There are affirmed to be experimental schools still existing in Europe which have carried the physical work much further than it is ever likely to be taken by any isolated student; but this must be accepted under several reserves, or I can say, at least, that, having better occasions than most people of knowing the schools and their development, I have so far found no evidence. But there are testified otherwise to be—and I speak here with the certainty of first-hand knowledge—other schools, also experimental, also existing in Europe, which claim to possess the master-key of the mystical work. How far they have been successful at present in using that key I am not in a position to say, nor can I indicate its nature for reasons that, I think, must be obvious. It so happens, however, that the mystery of the processes is one thing and that which lies on the surface, or more immediately beneath the externals of the concealed language, is, fortunately, another thing. And, as often happens also, the enlightening correspondences are offering their marks and seals—if not at our very doors—at least in the official churches. Among all those places that are holy there is no holy place in which they do not abide a mane usque ad vespertinum, and the name of the correspondence-in-chief is the Holy Eucharist.
I propose now to tabulate certain palmary points of terminology which are common to all the adepts, including both schools indifferently, though we are dealing here—and this is understood—with the process of one school only.

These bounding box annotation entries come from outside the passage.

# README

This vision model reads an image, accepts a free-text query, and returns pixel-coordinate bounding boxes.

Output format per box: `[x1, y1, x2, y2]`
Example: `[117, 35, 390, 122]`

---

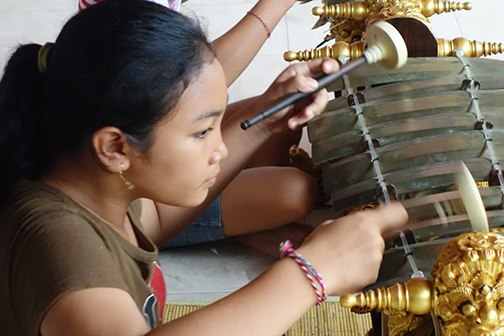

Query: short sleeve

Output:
[9, 211, 128, 335]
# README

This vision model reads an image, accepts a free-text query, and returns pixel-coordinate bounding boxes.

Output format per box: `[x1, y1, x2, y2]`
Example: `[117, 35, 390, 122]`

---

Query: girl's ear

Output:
[91, 126, 131, 173]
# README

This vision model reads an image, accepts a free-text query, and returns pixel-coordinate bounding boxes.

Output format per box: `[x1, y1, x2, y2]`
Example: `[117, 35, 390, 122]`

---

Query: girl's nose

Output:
[210, 141, 228, 164]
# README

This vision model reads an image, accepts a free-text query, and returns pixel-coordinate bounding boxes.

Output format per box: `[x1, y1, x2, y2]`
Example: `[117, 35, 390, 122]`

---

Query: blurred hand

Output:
[260, 59, 339, 133]
[298, 203, 408, 295]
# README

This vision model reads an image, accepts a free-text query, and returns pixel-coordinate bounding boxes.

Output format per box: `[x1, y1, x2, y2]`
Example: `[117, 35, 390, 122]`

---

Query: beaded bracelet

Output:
[279, 240, 327, 305]
[247, 11, 271, 38]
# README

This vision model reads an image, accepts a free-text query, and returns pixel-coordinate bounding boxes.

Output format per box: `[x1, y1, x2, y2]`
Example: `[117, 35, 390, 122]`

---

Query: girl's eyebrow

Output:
[194, 110, 224, 123]
[194, 94, 229, 122]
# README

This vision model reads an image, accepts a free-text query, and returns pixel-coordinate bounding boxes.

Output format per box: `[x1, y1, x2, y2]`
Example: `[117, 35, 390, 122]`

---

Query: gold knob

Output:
[437, 37, 504, 57]
[312, 2, 368, 20]
[284, 41, 364, 62]
[422, 0, 472, 17]
[340, 278, 432, 315]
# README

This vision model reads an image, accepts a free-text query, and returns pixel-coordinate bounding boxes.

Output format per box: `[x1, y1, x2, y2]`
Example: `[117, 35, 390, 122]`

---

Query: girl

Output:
[79, 0, 319, 250]
[0, 0, 407, 336]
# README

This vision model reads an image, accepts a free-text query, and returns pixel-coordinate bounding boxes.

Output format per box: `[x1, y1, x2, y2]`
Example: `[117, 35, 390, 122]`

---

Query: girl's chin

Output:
[178, 189, 208, 208]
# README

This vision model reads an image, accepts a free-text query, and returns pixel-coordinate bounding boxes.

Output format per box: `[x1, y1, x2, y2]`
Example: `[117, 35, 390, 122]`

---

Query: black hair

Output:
[0, 0, 215, 198]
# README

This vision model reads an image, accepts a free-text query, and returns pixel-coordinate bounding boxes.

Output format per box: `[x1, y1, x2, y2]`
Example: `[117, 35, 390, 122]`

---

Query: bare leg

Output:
[221, 167, 318, 237]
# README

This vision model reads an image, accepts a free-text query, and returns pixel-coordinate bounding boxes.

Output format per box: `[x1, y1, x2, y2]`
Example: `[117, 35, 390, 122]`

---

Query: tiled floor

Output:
[0, 0, 504, 302]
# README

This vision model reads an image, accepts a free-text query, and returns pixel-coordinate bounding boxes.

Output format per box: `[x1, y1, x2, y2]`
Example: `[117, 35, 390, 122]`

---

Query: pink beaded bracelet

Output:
[280, 240, 327, 305]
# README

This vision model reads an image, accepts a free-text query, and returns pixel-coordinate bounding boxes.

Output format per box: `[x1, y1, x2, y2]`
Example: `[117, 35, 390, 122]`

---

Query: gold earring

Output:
[119, 163, 136, 190]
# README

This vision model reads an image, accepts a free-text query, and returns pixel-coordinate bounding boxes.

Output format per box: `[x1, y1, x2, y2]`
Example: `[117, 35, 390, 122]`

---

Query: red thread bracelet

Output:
[247, 11, 271, 38]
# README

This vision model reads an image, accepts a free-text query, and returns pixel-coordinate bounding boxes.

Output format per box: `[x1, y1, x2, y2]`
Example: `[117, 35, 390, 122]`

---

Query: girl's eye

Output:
[195, 128, 213, 139]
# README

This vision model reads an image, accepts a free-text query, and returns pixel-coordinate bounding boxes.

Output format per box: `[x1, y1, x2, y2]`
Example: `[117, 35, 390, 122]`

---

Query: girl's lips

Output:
[205, 175, 217, 188]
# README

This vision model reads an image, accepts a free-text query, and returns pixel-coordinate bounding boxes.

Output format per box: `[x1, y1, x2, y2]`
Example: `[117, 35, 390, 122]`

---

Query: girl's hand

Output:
[298, 203, 408, 295]
[259, 59, 339, 133]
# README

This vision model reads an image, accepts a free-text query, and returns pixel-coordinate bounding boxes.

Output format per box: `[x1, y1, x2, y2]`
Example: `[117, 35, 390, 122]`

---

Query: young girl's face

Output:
[133, 60, 227, 207]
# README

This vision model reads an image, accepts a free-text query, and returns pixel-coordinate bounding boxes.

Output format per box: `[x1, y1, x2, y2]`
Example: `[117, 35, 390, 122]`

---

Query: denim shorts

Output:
[160, 197, 225, 249]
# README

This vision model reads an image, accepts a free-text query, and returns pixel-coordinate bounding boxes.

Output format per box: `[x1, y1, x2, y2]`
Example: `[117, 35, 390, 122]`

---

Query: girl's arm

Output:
[41, 204, 407, 336]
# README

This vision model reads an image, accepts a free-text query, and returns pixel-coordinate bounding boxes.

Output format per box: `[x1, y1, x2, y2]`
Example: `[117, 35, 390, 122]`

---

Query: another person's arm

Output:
[213, 0, 296, 86]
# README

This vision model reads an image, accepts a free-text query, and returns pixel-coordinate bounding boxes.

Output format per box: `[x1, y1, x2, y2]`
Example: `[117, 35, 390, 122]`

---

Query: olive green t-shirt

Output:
[0, 180, 159, 336]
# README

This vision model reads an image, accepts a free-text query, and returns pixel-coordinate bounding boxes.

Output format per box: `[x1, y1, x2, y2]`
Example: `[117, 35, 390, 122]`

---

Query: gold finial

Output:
[312, 2, 369, 20]
[422, 0, 472, 17]
[437, 37, 504, 57]
[312, 0, 472, 21]
[284, 41, 364, 62]
[340, 278, 433, 315]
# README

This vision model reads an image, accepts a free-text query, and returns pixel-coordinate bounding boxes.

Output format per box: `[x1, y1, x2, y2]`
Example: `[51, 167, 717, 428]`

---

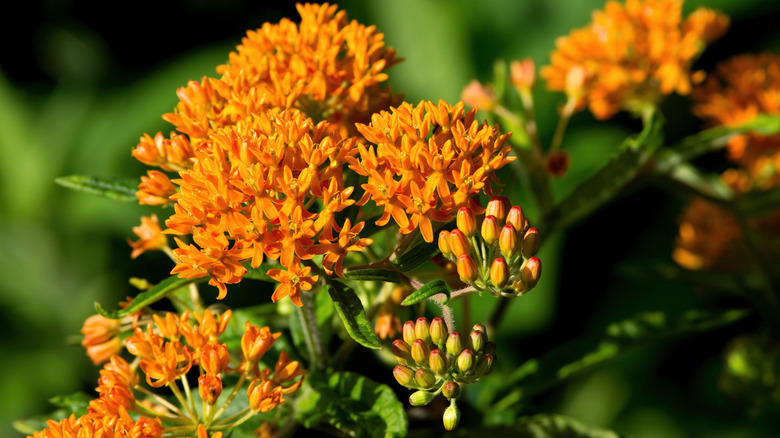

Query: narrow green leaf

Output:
[401, 280, 450, 306]
[95, 275, 204, 319]
[54, 175, 139, 202]
[344, 269, 401, 283]
[480, 309, 750, 409]
[550, 113, 664, 231]
[327, 282, 382, 350]
[295, 371, 408, 438]
[394, 241, 439, 272]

By the significance of these points or terms we shall see to what extent the symbolism of the higher alchemy is in conformity with mystic symbolism and with the repose of the life of the Church in God. It should be realized, however, that there is nothing so hard and so thankless as to elucidate one symbolism by the terms of another—and this notwithstanding an occasional identity which may manifest in the terms of each.
It must be understood further and accepted that all alchemists, outside the distinctions of their schools, were actuated by an express determination to veil their mystery and that they had recourse for this purpose to every kind of subterfuge. At the same time they tell us that the whole art is contained, manifested and set forth by means of a single vessel, which, amidst all manner of minor variations, is described with essential uniformity throughout the great multitude of texts. This statement constitutes a certain lesser key to the art; but as on the one hand the alchemists veil their hallow-in-chief by reference, in spite of their assurance, as above noted, to many pretended vessels, so has the key itself a certain aspect of subterfuge, since the alleged unity is in respect only of the term final of the process in the unity of the recipient. This unity is the last reduction of a triad, because, according to these aspects of Hermetic philosophy, man in the course of his attainment is at first three—that is, when he sets out upon the great quest; he is two at a certain stage; but he is, in fine, one, which is the end of his evolution. The black state of the matter on which the process of the art is engaged is the body of this death, from which the adepts have asked to be detached. It is more especially our natural life. The white state of the stone, the confection of which is desired, is the vesture of immortality with which the epopts are clothed upon. The salt of the philosophers is that savour of life without which the material earth can neither be salted nor cleansed. The sulphur of the philosophers is the inward substance by which some souls are saved, yet so as by fire. The mercury of the sages is that which must be fixed and volatilized—naturally it is fluidic and wandering—but except under this name, or by some analogous substitute, it must not be described literally outside the particular circles of secret knowledge. It is nearer than hands and feet.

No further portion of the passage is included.